Seite neu laden
-

Hasenhüttl-Zukunft: Missstimmung nach dem Schützenfest

Die Fans feierten, die Bosse schwiegen: Nach dem 6:2-Triumph von RB Leipzig zum Saisonabschluss bei Hertha BSC ist Trainer Ralph Hasenhüttl euphorisch von den Anhängern gefeiert worden. Doch die Klubführung mochte sich aktuell nicht äußern. Sportdirektor Ralf Rangnick kündigte für Sonntagnachmittag eine Stellungnahme an.
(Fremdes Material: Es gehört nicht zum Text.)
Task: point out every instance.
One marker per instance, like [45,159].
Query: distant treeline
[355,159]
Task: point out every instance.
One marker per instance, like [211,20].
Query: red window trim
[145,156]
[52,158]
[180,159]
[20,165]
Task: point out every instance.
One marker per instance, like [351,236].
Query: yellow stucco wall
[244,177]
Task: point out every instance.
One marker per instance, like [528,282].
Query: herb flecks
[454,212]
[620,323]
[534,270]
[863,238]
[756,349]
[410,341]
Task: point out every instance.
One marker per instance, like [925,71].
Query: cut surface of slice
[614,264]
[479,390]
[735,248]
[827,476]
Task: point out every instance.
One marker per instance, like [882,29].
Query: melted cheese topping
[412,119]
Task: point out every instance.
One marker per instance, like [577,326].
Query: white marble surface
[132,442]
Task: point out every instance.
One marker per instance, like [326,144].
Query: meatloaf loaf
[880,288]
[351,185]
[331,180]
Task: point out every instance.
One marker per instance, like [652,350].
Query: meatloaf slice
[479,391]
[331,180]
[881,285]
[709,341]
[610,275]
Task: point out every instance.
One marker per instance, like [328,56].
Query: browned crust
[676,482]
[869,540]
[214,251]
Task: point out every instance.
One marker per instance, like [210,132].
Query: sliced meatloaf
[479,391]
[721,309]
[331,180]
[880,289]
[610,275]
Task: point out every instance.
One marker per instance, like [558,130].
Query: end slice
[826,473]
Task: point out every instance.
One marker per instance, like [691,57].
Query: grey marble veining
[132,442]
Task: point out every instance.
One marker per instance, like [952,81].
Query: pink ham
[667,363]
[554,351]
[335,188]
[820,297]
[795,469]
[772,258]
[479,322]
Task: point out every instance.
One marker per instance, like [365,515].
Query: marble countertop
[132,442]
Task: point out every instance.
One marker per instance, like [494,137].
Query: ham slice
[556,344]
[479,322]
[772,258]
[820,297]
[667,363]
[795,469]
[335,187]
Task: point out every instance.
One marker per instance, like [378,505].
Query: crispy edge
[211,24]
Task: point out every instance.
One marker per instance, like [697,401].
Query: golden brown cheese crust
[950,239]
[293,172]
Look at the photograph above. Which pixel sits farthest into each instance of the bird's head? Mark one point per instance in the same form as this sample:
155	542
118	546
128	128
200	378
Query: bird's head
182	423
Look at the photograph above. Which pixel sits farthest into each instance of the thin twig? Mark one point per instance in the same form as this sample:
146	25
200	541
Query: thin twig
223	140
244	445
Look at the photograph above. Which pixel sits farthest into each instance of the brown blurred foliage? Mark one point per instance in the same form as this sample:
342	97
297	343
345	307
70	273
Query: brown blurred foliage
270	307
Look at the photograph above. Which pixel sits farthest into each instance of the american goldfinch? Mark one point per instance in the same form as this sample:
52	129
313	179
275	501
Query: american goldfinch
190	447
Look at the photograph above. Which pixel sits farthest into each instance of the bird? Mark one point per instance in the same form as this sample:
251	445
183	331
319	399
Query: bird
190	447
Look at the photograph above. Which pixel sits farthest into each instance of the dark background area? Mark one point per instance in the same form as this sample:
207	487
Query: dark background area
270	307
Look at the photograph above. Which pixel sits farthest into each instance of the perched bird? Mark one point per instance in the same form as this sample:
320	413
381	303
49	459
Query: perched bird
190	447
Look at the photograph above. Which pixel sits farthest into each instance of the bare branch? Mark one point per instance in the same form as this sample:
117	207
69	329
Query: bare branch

Der Kontrast hätte kaum größer sein können: Die über 8.000 mitgereisten Leipziger Fans ließen Cheftrainer Ralph Hasenhüttl nach Abpfiff mit „Hasi, Hasi”-Sprechchören und Laola-Wellen hochleben. Eine große Europapokal-Party in der Hauptstadt – und der Coach im Mittelpunkt.

Rangnick und Mintzlaff angestrengt, Hasenhüttl ernst

Doch hinter den Kulissen war die Stimmung eisig. Sportdirektor Ralf Rangnick und Klubboss Oliver Mintzlaff eilten wortlos und mit angestrengten Mienen durch die Mixed Zone. Unüblicherweise mochten beide trotz des versöhnlichen und erfolgreichen Abschlusses kein Saisonfazit ziehen. Rangnick kündigte lediglich für Sonntagabend nach dem Abschiedsspiel von Dominik Kaiser (16 Uhr) eine Stellungnahme an.


Wie RBLive erfuhr, soll der Manager einen wichtigen Termin in den Stadionkatakomben gehabt haben. Im vergangenen Jahr hatten sich Rangnick und Hasenhüttl noch innig vor der Fankurve in Berlin umarmt. In diesem Jahr gab es nur eine kurze Gratulation auf dem Rasen. Passend zur unterkühlten Stimmung: Eine offizielle Feier des Vereins wird es anders als in den Vorjahren nicht geben. Die Mannschaft hat auf Eigeninitiative ein gemeinsames Essen organisiert.

Kurzer Glückwunsch auf dem Platz: Rangnick und Hasenhüttl nach dem 6:2 in Berlin (Foto: imago).

Kurzer Glückwunsch auf dem Platz: Rangnick und Hasenhüttl nach dem 6:2 in Berlin (Foto: imago).

Auch der sonst so emotionale Hasenhüttl wirkte bei der Pressekonferenz trotz des Triumphs in der Hauptstadt ernst. Weil er schon mehr wusste oder ahnte? Seit Wochen ist seine Zukunft bei RB offen. Der 50-Jährige hat noch ein Jahr Vertrag und würde gern länger bleiben. Der Verein lässt sich mit einem klaren Statement allerdings ungewöhnlich viel Zeit.

Zu seiner Zukunft sagte der 50-Jährige: „Ich habe mich mit dem Verein auf die nächste Woche verständigt. Alles weitere ist Stand heute keine Überlegungen wert. Ich möchte mich heute nur über ein tolles Jahr freuen und dafür die Zeit und die Gedanken nutzen.” Ein Aussage, die alle Varianten offen lässt: Vertragsverlängerung oder vorzeitige Entlassung.

Hasenhüttl: Champions League keine Pflicht

Zum wiederholten Male betonte der Österreicher, wie hoch er die Leistung der Mannschaft und seine eigene bewertet, auch im schweren zweiten Bundesliga-Jahr ins internationale Geschäft eingezogen zu sein. „Wir sind sehr froh, dass wir im zweiten Jahr die Euro League erreicht haben. Wir sind nicht so vermessen zu glauben, die Champions League sei Pflicht.” Und weiter: „Die Mannschaft hat für das zweite Jahr Bundesliga und das erste Mal Doppelbelastung sehr viel geleistet, wie ich finde.”

Am Donnerstag hatte sich der Fußballlehrer noch klar zu RB Leipzig und der weiteren Zusammenarbeit mit Rangnick bekannt. Doch nach dem Saisonabschluss blieb der Eindruck haften, als müsse sich Hasenhüttl intern dafür rechtfertigen, „nur” die Europa League erreicht zu haben. Ein seltsam schiefes Bild nach diesem rauschhaften Nachmittag. Im Gegensatz zur Reaktion der Bosse war die Leistung der Mannschaft auf dem Platz ein Plädoyer für den Verbleib des Trainers.